Time for another fun-filled edition of “How the hell did this go wrong?”
Today’s movie is I Saw the Light, a highly anticipated biopic of the legendary Hank Williams, with a cast headlined by such incredible talents as Tom Hiddleston and Elizabeth Olsen. Yet as of this writing, the film has a pathetic 16 percent Tomatometer. How could a movie with so much potential fail so hard? Well, I can tell you how. And sadly, it’s a depressingly common problem with biopics: cramming too much story into too little screentime.
The film begins with Hank Williams’ marriage to Audrey Sheppard Williams (respectively played by Hiddleston and Olsen) in 1944, and it ends with Hank’s death in 1953. That’s nine years in two hours. In theory, that shouldn’t be a problem — considering that most biopics try and fail to encompass several decades in as much time, nine years sounds manageable. But in practice, the film tries to cram in two marriages, three pregnancies (one of them aborted), a separation, a divorce, the numerous women he slept with, and that’s just his love life. Then there’s the stuff about his rampant alcoholism and drug abuse, his overbearing mother, his chronic spinal deformity, and the various failed attempts at getting sober. All of this in addition to Williams’ meteoric rise to superstardom with all the highs and lows of his career.

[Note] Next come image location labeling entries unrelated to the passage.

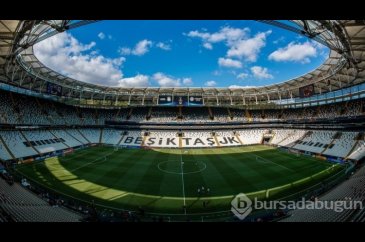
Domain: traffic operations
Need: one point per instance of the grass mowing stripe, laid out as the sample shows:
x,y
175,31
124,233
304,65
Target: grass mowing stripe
x,y
130,177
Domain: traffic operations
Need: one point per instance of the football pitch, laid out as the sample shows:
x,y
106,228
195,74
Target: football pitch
x,y
167,180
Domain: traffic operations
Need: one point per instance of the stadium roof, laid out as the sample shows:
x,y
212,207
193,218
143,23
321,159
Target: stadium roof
x,y
344,66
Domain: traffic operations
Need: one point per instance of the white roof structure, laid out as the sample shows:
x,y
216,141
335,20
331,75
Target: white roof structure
x,y
344,67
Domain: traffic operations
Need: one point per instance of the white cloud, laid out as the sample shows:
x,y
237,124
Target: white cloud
x,y
136,81
164,80
261,72
279,40
101,35
229,63
242,76
240,45
210,83
248,48
236,86
141,48
224,34
163,46
68,56
295,52
208,46
187,81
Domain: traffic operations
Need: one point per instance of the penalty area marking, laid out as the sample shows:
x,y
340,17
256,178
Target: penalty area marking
x,y
180,173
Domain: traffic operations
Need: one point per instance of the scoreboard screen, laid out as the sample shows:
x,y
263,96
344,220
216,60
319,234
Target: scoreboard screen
x,y
54,89
306,91
180,100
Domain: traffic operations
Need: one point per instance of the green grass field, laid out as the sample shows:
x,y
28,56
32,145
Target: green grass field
x,y
162,180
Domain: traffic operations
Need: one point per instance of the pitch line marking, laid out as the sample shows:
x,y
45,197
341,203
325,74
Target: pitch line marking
x,y
275,163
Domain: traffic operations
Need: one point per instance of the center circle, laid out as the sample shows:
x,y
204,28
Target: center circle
x,y
179,168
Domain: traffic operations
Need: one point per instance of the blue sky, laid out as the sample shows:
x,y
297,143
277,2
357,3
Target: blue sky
x,y
217,53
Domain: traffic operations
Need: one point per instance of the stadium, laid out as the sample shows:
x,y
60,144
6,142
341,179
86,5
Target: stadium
x,y
73,150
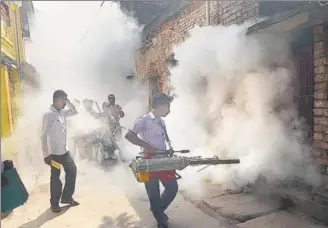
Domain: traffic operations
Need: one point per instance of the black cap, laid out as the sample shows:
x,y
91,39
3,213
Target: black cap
x,y
160,99
59,94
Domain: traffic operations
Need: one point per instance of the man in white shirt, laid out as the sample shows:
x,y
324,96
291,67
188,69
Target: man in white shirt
x,y
55,150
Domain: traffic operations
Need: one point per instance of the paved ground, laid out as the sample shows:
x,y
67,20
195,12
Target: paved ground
x,y
247,211
108,200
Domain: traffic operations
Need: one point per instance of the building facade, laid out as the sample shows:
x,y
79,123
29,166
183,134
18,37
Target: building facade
x,y
13,62
305,22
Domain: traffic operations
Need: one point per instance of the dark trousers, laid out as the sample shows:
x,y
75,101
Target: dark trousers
x,y
56,191
160,202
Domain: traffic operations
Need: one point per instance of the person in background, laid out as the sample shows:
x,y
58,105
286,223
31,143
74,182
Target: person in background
x,y
115,113
56,152
153,138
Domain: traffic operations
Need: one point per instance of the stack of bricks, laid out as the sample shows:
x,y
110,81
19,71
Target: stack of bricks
x,y
151,60
321,96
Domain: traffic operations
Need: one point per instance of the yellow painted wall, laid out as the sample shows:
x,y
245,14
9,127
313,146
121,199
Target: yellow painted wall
x,y
12,46
6,117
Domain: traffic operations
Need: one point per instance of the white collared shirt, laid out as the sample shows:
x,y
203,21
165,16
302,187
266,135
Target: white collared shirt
x,y
54,131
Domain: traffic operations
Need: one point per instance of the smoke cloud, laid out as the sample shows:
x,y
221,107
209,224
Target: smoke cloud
x,y
235,98
87,51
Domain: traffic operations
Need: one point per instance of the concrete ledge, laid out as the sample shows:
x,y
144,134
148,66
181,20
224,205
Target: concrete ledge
x,y
241,207
280,219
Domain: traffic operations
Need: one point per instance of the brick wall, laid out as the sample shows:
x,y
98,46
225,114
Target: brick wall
x,y
321,95
152,57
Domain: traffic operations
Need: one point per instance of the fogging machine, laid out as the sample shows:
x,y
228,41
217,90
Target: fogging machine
x,y
145,168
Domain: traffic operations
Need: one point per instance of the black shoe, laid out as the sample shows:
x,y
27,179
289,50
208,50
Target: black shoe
x,y
165,217
56,209
162,225
72,202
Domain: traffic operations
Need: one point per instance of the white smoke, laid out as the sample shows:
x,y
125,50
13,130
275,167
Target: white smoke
x,y
235,99
87,51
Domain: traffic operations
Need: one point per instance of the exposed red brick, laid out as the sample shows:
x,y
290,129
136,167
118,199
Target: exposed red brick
x,y
321,120
320,95
320,104
318,128
318,45
320,86
321,77
152,57
318,111
320,144
318,29
319,69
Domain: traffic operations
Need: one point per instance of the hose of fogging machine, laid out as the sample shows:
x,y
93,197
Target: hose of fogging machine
x,y
212,161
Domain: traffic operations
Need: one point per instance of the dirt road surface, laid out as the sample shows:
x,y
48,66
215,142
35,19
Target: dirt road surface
x,y
108,200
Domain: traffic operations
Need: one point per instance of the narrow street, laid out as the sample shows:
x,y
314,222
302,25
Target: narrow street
x,y
104,205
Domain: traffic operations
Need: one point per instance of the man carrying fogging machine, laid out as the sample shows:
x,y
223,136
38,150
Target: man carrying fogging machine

The pacing is so far over the map that it’s borderline impossible to keep track of who’s doing what and why. Important plot developments just instantly happen with virtually no set up, and with no establishment for the characters’ motivations, so landmark events don’t resonate nearly as well as they should. There are so many storylines going on at once that the whole movie is unfocused, leaving us with half a dozen barely existent themes instead of one strongly defined aspect of Williams’ life to leave us thinking about. Last but not least, because the characters’ motivations are barely defined, the characters themselves feel very thinly developed.
Let’s get back to basics here: A biopic lives and dies on how its subject is humanised. The entire point of any biopic is to let us see the person behind the history, to show us why the subject was moved to accomplish something and how those accomplishments affected the subject. And writer/director Marc Abraham simply could not pass this test. Though to be fair, it’s certainly not for lack of trying.
The musical numbers in this film are undeniably stellar. Tom Hiddleston puts in a performance worthy of a much better film, ditto for Elizabeth Olsen. Couple that with the filmmakers’ clear desire to shoehorn in as much of Williams’ brief career as they possibly could, and it’s clear that everyone behind the scenes had tremendous affection for the subject. Alas, the filmmakers are so incapable of articulating Hank Williams’ importance that they fail to craft a sufficiently moving portrait of the man. Indeed, the storytelling is so inert and ill-crafted that when Williams finally died, I left the theater feeling absolutely nothing.
From start to finish, the visuals and editing are proof that sophomore director Marc Abraham is woefully far out of his depth. My personal favorite case in point concerns a scene in which Hank Williams is talking to his wife in a car. Except that we can’t see him, and none of the other characters give any sign to show where he is. We hear Williams talking and he doesn’t seem to be anywhere in the car. It isn’t until two cuts later that we see Hank reclining in the back seat with his head in his wife’s lap. It seriously took that long for the director to establish where the speaking characters were in the scene. How far back in film school do we have to go, seriously?
I Saw the Light is a film directed with the subtlety of a sledgehammer and edited with the precision of a chainsaw. I commend the filmmakers for their ambition and heart, but that counts for nothing when the film can’t manage the basic task of developing its characters into fleshed-out human beings, and the pacing is so rushed that the whole plot falls apart. Hiddleston and Olsen both put in valiant efforts to salvage the film, but their characters are so thinly developed that they’re both left spinning their wheels.
The musical numbers are by far the best part of this film, but even that’s not enough to merit a recommendation. If you’re that big a fan of Hank Williams, there’s no reason to watch Tom Hiddleston imitate the man when you could just listen to Williams’ own recordings instead.